The invention relates to improvements in piston engines (also known as reciprocating or displacement engines), and more particularly to improvements in methods of and means for preventing or reducing the extent and/or frequency of stray movements of crankshafts in such engines. Still more particularly, the invention relates to improvements in the construction and mounting of vibration dampers for the crankshafts of piston engines.
Published German patent application Serial No. 195 19 261 discloses a torsional vibration damper which comprises an annular casing adapted to be connected to the shaft of a machine and confining a flywheel which is rotatable relative to the casing against the opposition of a body of viscous fluid. This published application proposes to position the casing of the vibration damper at the front end face of, and to fasten the casing to, the front end (snout) of the crankshaft. A drawback of such proposal is that the thus attached damper occupies a substantial amount of space which is not always available under the hoods of certain types of motor vehicles (such as compact cars), especially if the engine is installed transversely of the direction of forward movement of the conveyance.

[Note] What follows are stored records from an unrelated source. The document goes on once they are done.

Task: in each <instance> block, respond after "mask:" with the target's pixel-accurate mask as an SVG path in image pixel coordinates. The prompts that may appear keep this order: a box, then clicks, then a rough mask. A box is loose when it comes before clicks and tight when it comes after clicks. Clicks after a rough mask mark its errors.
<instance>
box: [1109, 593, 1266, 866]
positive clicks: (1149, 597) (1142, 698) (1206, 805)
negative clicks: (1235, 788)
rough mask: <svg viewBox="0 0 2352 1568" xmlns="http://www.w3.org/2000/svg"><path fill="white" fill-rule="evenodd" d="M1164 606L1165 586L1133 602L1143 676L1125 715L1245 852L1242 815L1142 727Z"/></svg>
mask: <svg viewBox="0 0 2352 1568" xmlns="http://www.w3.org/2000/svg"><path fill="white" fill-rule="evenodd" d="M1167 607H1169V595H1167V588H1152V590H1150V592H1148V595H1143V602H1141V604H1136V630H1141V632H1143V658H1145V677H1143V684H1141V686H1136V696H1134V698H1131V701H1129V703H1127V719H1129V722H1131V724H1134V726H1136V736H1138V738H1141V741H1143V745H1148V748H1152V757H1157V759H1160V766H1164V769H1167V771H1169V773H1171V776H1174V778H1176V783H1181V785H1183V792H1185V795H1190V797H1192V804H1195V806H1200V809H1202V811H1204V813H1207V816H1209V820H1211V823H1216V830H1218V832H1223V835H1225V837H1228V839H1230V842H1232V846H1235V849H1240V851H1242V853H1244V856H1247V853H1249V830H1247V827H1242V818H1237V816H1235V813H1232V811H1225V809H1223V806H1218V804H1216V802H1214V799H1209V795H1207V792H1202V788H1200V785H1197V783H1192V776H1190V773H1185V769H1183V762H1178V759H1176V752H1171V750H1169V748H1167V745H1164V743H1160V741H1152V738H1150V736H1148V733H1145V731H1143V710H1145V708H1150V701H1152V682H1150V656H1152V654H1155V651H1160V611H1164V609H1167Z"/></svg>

Published German patent application Serial No. 40 25 848 discloses a modified vibration damper which is intended for use in piston engines and employs annular flywheels as well as a hub which is to be secured to the crankshaft of the engine. The annular flywheels are movably secured to the hub by buffers of rubber or other suitable elastomeric material. The hub is provided with or carries a pulley for one or more endless belts serving to transmit motion to the crankshaft of the engine and/or to one or more auxiliary aggregates of the motor vehicle.
One of the purposes of vibration dampers for the crankshafts of piston engines is to suppress the characteristic frequencies (harmonic vibrations) of the crankshafts. In many instances, the characteristic frequency of the crankshaft in the housing of a piston engine is in the range of between 300 and 450 Hz. Such frequency is induced primarily as a result of regularities attributable to compression and expansion that take place in the cylinders for the pistons of the engine. Vibrations at the torsional resonancy can result in breakage of the crankshaft, and this is the reason that the crankshafts of piston engines are normally equipped with vibration dampers (e.g., in the form of heavy, rubber-mounted wheels in front of the crankshaft) to counter harmonic vibrations.
In order to achieve a satisfactory vibration damping action, the vibration damping frequency must be selected with a rather high degree of accuracy. As already mentioned above, presently known attempts at adequate damping of vibrations of a crankshaft in a piston engine include the provision of at least one annular flywheel which is movably connected to a hub or another input element of the vibration damper by a buffer of rubber (or other energy-storing elastomeric material), or by a body of oil or another suitable viscous fluid.
In addition to their often excessive space requirements, the aforediscussed presently known vibration dampers for the crankshafts of piston engines exhibit the drawback that the viscosity of fluid can be greatly influenced by changes of temperature and that such temperature changes can also exert an undue influence upon the spring gradient of the elastomeric material. It is to be borne in mind that a vibration damper for the crankshaft of a piston engine is installed in immediate or very close proximity to one or more sources of pronounced heat. Attempts to overcome or to reduce the undesirable influence of elevated temperatures upon the predictability and reliability of operation of conventional vibration dampers for crankshafts include the utilization of oversized vibration damping masses to thus widen the frequency range within which the damper is or should be effective. However, the utilization of oversized masses brings about other serious problems and drawbacks such as a greatly increased fuel consumption and an increased resistance of rotary components of the piston engine to the setting in rotary motion.